Preparation of porous and hollow Fe3O4@C spheres as an efficient anode material for a high-performance Li-ion battery

Carbon coated porous nanospheres (p-Fe3O4@C) were successfully synthesized by the pyrolysis treatment at 500 degrees C of glucose coated porous Fe3O4 spheres and used as an anode material for lithium-ion battery applications.
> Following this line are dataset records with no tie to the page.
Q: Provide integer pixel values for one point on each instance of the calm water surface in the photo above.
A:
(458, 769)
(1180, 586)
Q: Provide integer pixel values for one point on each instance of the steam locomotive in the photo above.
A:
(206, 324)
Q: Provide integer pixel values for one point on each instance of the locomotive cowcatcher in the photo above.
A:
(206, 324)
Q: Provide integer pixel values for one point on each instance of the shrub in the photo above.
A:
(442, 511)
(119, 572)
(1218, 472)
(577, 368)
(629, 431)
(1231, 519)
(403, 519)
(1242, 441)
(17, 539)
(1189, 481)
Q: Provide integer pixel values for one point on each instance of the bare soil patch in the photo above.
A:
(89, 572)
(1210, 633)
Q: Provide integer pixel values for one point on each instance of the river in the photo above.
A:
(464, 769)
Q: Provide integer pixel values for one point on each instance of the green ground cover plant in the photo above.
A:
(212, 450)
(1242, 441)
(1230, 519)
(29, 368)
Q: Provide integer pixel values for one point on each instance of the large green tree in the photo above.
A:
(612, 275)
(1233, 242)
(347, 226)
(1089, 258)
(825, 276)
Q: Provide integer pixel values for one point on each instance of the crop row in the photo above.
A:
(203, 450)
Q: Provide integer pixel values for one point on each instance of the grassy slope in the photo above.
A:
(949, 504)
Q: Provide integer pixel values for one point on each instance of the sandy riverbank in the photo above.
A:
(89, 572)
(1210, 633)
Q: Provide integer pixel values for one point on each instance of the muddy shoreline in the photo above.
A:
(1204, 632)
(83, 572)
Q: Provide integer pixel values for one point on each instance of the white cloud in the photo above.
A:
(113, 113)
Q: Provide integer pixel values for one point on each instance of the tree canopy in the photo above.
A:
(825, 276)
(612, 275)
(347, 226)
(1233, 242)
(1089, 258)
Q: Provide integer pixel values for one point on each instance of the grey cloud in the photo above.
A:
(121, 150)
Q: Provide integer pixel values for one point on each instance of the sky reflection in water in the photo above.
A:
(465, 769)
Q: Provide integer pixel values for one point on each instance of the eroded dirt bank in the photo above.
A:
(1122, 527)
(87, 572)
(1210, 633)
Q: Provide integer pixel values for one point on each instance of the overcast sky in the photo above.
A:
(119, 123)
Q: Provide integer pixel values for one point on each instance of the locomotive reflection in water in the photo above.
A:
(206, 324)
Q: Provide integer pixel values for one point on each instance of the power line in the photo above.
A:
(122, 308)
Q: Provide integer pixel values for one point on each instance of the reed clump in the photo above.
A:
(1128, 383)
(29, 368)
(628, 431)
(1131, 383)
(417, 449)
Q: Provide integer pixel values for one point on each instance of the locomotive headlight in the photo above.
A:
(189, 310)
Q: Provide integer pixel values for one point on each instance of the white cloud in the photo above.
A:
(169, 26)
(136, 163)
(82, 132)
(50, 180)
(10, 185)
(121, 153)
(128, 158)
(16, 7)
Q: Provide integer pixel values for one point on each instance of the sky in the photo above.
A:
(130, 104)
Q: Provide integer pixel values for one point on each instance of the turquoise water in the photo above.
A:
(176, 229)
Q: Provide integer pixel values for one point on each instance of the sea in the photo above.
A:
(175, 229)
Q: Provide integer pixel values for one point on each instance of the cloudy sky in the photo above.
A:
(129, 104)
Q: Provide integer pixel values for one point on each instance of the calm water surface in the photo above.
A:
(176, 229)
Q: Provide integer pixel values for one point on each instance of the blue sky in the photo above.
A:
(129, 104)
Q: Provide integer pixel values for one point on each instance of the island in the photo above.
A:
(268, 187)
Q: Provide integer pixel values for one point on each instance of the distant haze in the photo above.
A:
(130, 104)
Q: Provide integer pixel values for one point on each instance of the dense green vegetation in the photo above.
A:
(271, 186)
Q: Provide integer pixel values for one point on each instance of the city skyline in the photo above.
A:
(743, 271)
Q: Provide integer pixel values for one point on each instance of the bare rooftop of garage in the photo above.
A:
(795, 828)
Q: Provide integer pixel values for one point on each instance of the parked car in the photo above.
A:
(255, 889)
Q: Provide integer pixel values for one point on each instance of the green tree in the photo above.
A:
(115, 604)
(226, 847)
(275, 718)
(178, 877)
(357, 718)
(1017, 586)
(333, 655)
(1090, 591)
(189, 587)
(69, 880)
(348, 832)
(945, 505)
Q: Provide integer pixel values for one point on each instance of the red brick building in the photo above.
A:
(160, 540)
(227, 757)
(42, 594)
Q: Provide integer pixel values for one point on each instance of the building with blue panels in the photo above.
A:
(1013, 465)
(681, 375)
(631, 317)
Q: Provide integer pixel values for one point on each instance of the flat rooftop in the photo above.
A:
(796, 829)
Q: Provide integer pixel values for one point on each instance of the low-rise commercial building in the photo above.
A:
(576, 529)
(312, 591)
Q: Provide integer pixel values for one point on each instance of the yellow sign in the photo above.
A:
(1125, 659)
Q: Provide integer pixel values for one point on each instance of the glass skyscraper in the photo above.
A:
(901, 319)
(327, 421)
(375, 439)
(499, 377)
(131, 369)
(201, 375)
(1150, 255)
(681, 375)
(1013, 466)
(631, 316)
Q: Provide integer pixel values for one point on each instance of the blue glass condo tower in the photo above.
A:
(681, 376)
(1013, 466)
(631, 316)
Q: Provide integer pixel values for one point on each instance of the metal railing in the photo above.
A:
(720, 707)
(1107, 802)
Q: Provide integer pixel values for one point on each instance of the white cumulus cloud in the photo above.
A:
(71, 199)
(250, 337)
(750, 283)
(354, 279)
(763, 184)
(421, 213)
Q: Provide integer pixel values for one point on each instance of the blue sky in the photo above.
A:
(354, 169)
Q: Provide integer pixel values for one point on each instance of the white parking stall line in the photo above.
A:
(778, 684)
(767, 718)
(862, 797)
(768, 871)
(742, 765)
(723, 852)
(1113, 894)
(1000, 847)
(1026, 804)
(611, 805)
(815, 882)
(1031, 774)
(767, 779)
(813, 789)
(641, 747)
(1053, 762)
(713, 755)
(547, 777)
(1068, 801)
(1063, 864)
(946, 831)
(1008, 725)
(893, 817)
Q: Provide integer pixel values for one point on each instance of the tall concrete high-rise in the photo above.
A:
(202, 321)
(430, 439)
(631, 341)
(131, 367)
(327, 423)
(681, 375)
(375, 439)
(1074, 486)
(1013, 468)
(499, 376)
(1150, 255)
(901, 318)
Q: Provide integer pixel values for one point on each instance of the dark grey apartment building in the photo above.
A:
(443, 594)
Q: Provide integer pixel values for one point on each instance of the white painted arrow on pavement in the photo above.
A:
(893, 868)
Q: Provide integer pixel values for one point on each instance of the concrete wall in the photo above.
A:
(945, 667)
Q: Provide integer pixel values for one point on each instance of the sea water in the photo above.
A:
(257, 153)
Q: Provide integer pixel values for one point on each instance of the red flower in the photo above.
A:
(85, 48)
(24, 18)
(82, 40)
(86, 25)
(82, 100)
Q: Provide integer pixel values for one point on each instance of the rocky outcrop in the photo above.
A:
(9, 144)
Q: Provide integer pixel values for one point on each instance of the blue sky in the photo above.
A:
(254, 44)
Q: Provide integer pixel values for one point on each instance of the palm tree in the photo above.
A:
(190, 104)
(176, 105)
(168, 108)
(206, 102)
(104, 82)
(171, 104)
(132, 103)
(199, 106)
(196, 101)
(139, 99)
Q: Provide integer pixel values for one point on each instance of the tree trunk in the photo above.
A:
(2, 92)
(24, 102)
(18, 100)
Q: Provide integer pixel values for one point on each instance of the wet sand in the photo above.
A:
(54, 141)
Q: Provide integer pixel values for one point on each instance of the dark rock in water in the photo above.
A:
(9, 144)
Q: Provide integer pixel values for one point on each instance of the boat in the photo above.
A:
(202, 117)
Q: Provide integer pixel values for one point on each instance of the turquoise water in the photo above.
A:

Compared with pure porous Fe3O4 (p-Fe3O4), hollow Fe3O4 (h-Fe3O4) and carbon coated hollow Fe3O4 (h-Fe3O4@C), the as-prepared composite exhibited much better electrochemical performance with a high reversible capacity of 875 mA h g(-1) after 50 cycles at a current rate of 0.1 C. Even at a current rate of 1 C (1 C = 928 mA h g(-1)) and after 300 charge and discharge cycles, the reversible capacity was still as high as about 600 mA h g(-1). The improved lithium storage performance was attributed to the presence of an inner pore structure and the carbon layer of the p-Fe3O4@C granting extremely high mechanical support to the whole framework, which could not only prevent the large volume change of Fe3O4, but also improve the electrochemical activity and the stability of the material. The superior electrochemical properties of p-Fe3O4@C nanospheres means they might have promising applications in high performance Li-ion batteries.